I know gastroparesis can be brought on by stress. When my coping skills are taken and all I can do is lay here in agonizing pain not even able to do my self infusion for my other chronic illness, I ALWAYS go into what I call my “cess pool of self hate”.

The cess pool is when all those negative messages about me from childhood and negativity I’ve encountered as an adult start swimming in my brain as truth instead of as lies I’ve been told.

I’m lucky to have an incredible friend who messages me through these times reminding me I’m brave and am enduring the impossible all while wearing a million other hats taking incredible care of myself.

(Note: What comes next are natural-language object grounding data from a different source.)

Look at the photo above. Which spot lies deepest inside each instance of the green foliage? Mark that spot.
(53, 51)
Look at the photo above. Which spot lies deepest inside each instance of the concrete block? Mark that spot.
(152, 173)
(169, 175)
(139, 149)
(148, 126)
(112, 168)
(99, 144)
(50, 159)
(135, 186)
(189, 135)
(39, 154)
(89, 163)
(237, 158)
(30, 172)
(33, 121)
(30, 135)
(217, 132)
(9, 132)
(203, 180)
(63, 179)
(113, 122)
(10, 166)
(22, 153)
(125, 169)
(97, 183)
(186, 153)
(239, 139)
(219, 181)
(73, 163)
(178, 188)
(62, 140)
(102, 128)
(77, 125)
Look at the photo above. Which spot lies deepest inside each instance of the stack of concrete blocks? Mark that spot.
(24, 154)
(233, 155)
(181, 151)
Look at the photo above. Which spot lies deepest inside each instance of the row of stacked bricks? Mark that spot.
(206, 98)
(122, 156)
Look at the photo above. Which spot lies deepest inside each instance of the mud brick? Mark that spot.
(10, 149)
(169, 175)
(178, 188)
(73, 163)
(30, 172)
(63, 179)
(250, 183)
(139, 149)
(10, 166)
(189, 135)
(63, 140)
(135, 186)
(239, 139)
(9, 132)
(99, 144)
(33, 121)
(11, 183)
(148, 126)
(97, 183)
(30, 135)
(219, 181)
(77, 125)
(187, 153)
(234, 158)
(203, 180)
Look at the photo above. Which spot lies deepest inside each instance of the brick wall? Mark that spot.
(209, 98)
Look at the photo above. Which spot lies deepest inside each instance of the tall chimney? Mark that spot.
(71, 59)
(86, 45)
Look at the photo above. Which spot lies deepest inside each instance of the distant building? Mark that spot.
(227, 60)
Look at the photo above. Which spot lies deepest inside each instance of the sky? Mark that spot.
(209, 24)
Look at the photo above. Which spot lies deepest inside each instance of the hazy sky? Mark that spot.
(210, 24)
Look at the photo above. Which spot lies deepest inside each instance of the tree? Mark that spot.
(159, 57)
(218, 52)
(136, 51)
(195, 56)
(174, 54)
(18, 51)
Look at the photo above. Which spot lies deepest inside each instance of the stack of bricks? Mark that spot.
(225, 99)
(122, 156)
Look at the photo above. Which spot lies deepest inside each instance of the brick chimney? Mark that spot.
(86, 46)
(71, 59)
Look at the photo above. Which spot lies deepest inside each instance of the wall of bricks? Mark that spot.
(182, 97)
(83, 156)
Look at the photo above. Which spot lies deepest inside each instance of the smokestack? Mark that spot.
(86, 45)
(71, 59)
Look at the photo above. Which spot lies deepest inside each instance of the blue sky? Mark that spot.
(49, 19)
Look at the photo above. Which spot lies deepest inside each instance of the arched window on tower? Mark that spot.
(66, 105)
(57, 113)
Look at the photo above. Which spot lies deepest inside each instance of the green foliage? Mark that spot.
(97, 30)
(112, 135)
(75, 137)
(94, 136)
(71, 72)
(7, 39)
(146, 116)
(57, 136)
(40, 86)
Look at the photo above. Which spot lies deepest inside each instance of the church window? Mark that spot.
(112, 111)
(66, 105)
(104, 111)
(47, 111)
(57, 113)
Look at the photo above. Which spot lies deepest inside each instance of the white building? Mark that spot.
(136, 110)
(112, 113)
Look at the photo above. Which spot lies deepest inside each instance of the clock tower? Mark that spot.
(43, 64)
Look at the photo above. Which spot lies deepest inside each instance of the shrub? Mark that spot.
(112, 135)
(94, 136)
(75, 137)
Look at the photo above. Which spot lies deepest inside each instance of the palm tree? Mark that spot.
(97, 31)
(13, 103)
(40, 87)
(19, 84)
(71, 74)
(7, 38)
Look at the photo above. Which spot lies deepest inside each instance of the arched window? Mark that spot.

In that cess pool, I can kind of hear it, but worthless, failure, loser, stupid, ugly, liar, seems to overwhelm me instead. My friend is gentle and kind and brave herself to be on her journey and stay with me through mine.

So today, I finally felt a little better and could really embrace her words of the truth of who I am. As the day went on relatively mundane without any surprises or gut punching news, literally or figuratively, I took joy in the simple. I appreciated that it was boring. I didn’t push myself, although I still accomplished things, plenty of things, but nothing felt over the top. I didn’t push myself.

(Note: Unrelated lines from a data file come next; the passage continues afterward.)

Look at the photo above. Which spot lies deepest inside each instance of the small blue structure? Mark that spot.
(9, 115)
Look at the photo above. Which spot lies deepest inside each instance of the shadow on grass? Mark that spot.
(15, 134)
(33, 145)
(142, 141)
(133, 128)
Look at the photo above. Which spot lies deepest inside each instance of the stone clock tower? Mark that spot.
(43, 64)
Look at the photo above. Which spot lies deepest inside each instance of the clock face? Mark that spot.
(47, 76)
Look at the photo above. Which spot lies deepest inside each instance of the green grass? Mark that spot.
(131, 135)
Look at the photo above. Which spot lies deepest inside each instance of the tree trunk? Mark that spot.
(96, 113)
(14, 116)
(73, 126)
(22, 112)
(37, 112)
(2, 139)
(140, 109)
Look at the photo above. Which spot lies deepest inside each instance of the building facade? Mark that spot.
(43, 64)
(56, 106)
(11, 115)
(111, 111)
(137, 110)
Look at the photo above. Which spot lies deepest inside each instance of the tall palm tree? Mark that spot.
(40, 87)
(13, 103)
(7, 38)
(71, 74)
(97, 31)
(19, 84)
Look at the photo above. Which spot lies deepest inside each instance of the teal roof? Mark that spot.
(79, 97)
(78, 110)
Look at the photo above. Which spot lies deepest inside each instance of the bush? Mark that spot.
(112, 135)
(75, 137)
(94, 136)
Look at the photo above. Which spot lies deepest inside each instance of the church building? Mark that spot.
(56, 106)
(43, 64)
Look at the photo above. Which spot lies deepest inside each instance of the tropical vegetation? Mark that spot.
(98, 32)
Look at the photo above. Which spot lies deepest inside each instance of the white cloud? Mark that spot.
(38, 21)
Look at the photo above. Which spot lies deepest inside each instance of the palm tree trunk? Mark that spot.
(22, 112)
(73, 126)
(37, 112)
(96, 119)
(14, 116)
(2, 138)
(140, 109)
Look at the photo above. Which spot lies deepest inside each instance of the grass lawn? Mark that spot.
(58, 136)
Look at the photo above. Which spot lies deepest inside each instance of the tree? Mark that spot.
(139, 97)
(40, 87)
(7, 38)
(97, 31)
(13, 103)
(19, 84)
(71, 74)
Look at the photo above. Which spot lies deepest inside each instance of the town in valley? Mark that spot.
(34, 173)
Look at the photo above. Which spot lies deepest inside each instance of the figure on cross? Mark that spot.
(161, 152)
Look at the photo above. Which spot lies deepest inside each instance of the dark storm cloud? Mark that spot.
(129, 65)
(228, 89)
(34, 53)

I didn’t stay in that cess pool of self hate long. It was maybe 48 hours that coincided with some pretty awful physical pain and would believe anyone’s defenses go away when you are in physical agony.

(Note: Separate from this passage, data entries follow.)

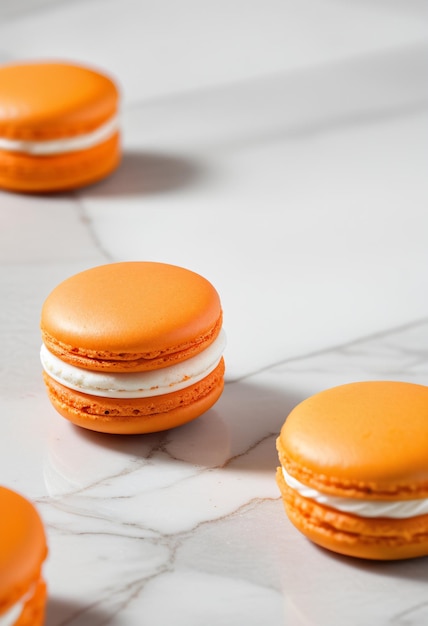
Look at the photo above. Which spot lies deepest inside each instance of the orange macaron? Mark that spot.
(354, 469)
(133, 347)
(58, 126)
(22, 552)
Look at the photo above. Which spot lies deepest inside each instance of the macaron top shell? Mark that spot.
(131, 316)
(362, 440)
(22, 547)
(42, 101)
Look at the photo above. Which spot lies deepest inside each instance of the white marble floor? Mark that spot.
(280, 149)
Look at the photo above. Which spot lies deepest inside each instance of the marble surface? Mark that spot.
(280, 149)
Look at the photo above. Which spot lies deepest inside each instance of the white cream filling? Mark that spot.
(364, 508)
(61, 146)
(135, 384)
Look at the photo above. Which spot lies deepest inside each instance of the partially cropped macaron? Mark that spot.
(354, 469)
(59, 126)
(23, 549)
(133, 347)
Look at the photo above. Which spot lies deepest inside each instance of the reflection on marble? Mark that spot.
(278, 148)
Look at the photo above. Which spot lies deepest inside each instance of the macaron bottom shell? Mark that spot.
(137, 415)
(351, 535)
(33, 613)
(42, 174)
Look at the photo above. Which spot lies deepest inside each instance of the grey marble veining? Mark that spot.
(282, 153)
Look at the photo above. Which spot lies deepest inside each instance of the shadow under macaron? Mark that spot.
(64, 611)
(147, 173)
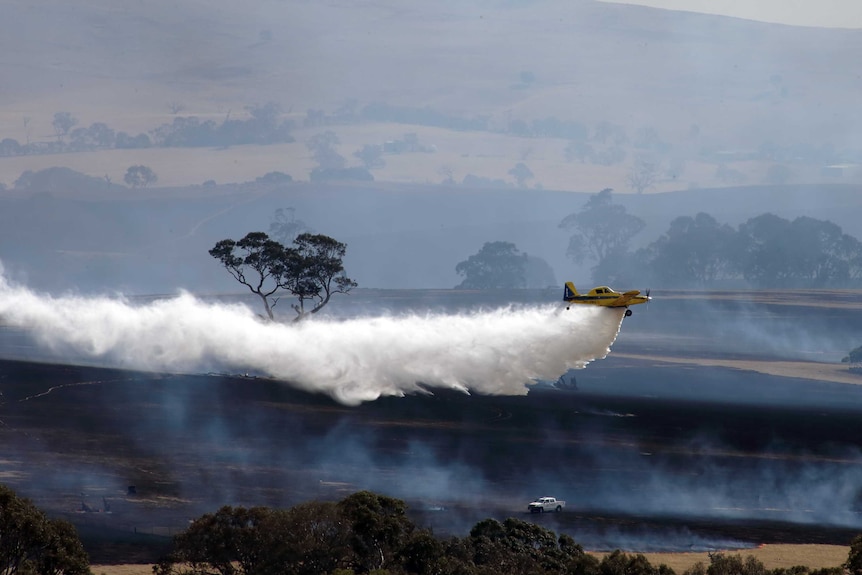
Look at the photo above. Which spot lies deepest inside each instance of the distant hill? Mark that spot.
(398, 236)
(124, 61)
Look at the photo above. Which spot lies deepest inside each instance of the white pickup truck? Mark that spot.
(543, 504)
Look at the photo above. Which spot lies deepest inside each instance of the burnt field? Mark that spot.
(649, 453)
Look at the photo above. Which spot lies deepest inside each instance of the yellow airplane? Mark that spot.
(605, 296)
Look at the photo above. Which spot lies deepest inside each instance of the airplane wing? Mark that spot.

So I didn’t worry that nearly a week without exercise made some of my muscles turn to flab. I didn’t stress that my “to do” list still sits with plenty to do.

I did notice that I end my day smiley again. I have zero guilt I didn’t get it all done. I get ready to go back to sleep holding onto my friends written words about my worth, love, and value as the truth. Getting out of the cess pool so quickly when you have been trained to stay there is wonderful as complex PTSD isn’t an easy thing to manage. Throw some chronic illnesses on top of it, and I know that simply loving myself is a major accomplishment. Giving myself a break is the peak of the highest mountain.

And of course I did a little yoga stretching today. Only a little, maybe 15 minutes tops. This pose is called “happy baby”. You rock side to side while stretching each leg to your capability in your hand alternating. And I felt free doing it.

Love

Lizzie

3 thoughts on “I’m Smiley Again”

  1. Lizzie, I hate it when you end up in your cesspool. I can only imagine being subjected to all those mean untrue comments that were thrown at you when you were young… & now from himself. Then there is the feeling of being lost & trapped there again. I wish you had a 911 alarm you could push, so I would know & come Be with you, reminding you of what an amazing , artist, self- care specialist, loyal friend, always loving mom, inspirational example to all, Warrior, & best of all my friend. Then we could go to your or my special place, rock in that heated hammock, listen to heavenly music, hear the trickling of the brook down the path. Drift into an oh so meditative state, knowing our Angels were watching over us, gently beating their wings, as they sent healing energy to us. Love you , Lizzy.Goodnight
    PS No more cesspools.

    Like

  2. 1) That picture is beautiful! I love the dress, the bright colors, the patterns – and the story behind it.
    2) Call or text anytime you need to drain the cess pool!

    Thank you for sharing with us, my friend.